Gençliğimizin AKP iktidarına karşı çıkışı ilk değil. Daha üç yıl önce tam da bugünlerde Gezi Direnişi’ni yaşadık. Şanlı bir gençlik direnişiydi. Direnişin hemen arkasından araştırma kuruluşu Konda tarafından yapılan araştırmada Gezi Direnişi’ne katılan eylemcilerin yaş ortalaması 28 olarak verildi. Direnişi sergileyense aydın gençlikti: Eyleme katılanların % 91’ini lise ve üzeri eğitim alan kişiler oluşturuyordu. Ancak bu, direnişi sadece öğrenci gençlik yaptı, anlamına gelmiyordu: Eyleme katılanların sadece % 37’si öğrenciydi; % 57’sini ise çalışanlar oluşturuyordu. Özetle, gençliğimizin damgasını vurduğu bir eylemdi Gezi Direnişi.
Şimdi liselerden başlayan ve üniversitelerde karşılık bulan günümüzdeki çıkış da Gezi’yi çağrıştırıyor. Bu yüzden Malum Kişi sıkıntılı. Çünkü bu tür kitle hareketleri Malum Kişi’nin korkulu rüyası. Bir “iftar yemeğinde” şöyle dedi geçtiğimiz günlerde:
“Bizde değişim, geçmişle bağların bıçak gibi kesilmesi şeklinde gerçekleştirilmeye çalışılmıştır. Milletimizin hayalleri ile Milli Şef hayali aynı değildi. Bu anlayış milletimiz tarafından benimsenmediği gibi tam tersi dışlanmıştır. Yıldız Sarayı’nda o sarayı inşa eden Abdulhamid’in kalemi kendi fermanı için kullanılmıştır. Merhum Menderes’e de aynısını yaptılar. Bunların kim olduğunu gayet iyi biliyorsunuz. Şu anda liselerimizi karıştırmak istiyorlar. Bunlara fırsat vermeyin.” (16 Haziran 2016)

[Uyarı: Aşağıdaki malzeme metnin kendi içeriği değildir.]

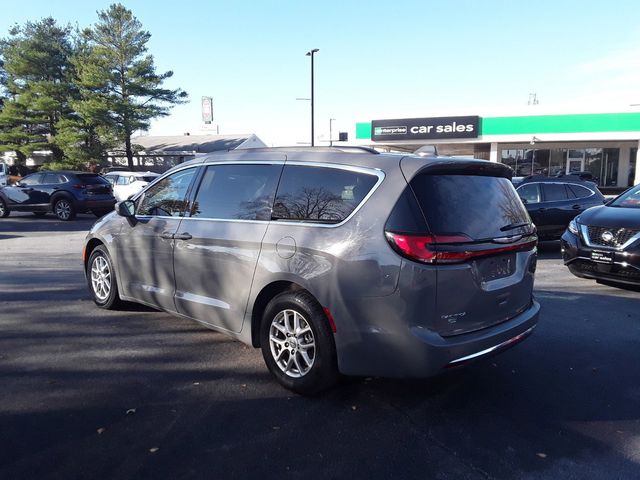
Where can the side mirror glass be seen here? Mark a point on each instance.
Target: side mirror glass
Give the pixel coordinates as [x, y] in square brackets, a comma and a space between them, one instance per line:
[126, 209]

Böyle diyerek, korkusunun ne boyutta olduğunu da ortaya koyuyor. Liseli gençlerin pasif eylemlerinde; Abdülhamid’i indiren Hareket Ordusu ve bu ordunun Kurmay Başkanı Mustafa Kemal’in, Kurtuluş Savaşı’mızı başarıya ulaştıran Mustafa Kemal ve silah arkadaşlarının, Amerikancı Demokrat Parti iktidarını düşüren 27 Mayısçı genç subayların iktidarı düşüren keskin eylemlerini görüyor.

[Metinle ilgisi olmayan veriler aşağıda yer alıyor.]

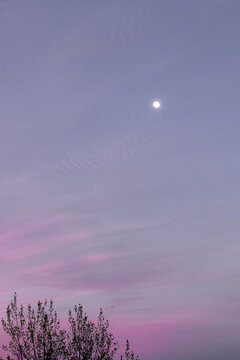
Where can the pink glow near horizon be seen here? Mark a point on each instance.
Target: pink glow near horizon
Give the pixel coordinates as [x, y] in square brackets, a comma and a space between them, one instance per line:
[105, 201]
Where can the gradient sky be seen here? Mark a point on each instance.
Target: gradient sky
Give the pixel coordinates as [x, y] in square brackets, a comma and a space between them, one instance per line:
[103, 199]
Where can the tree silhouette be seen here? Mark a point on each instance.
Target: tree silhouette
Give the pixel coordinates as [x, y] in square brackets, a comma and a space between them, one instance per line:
[38, 336]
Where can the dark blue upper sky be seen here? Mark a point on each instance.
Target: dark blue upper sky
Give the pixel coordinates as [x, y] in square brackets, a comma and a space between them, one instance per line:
[105, 200]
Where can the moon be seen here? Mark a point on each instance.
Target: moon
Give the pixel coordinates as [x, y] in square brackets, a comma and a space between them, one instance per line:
[156, 104]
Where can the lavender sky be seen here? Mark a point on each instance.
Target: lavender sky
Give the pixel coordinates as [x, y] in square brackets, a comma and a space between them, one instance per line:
[103, 199]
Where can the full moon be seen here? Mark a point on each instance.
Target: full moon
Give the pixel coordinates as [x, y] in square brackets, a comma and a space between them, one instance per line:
[156, 104]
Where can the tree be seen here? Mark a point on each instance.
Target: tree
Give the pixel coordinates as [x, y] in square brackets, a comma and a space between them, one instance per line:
[38, 336]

Malum Kişi’nin saydığı Politik Devrimler gerçekten de gençliğimizin bize özgü uçkun devrimci çıkışlarıdır. Bu iktidar savaşında asker ve sivil gençlik birlikte davranmışlar ama bitirici güç asker gençlik olmuştur. Bu gençliğimizin, devlet ne zaman dara düşse, gericiler tarafından çıkmaza sokulsa veya emperyalist saldırı altında kalsa, ortaya koyduğu bir davranış biçimidir. Böylece gerici ve tehlikeli gidişe dur der gençliğimiz. Rusçuk Yaranı, Jöntürk Hareketi, İttihat Terakki çıkışı, Hareket Ordusu, Kuvayimilliye Hareketi, 27 Mayıs Devrimi, 28 Şubat Hareketi ve Gezi… Hep bu geleneğin ürünüdür. Aslında Çanakkale Savaşları sırasında lise gençliğinin savaşa yürümesi de farklı değildir. Ve bugün de halkımız umutsuzluğa kapılınca liseli gençlik ateşi yakmıştır. Bir gelenektir gençliğimizin bu çıkışları.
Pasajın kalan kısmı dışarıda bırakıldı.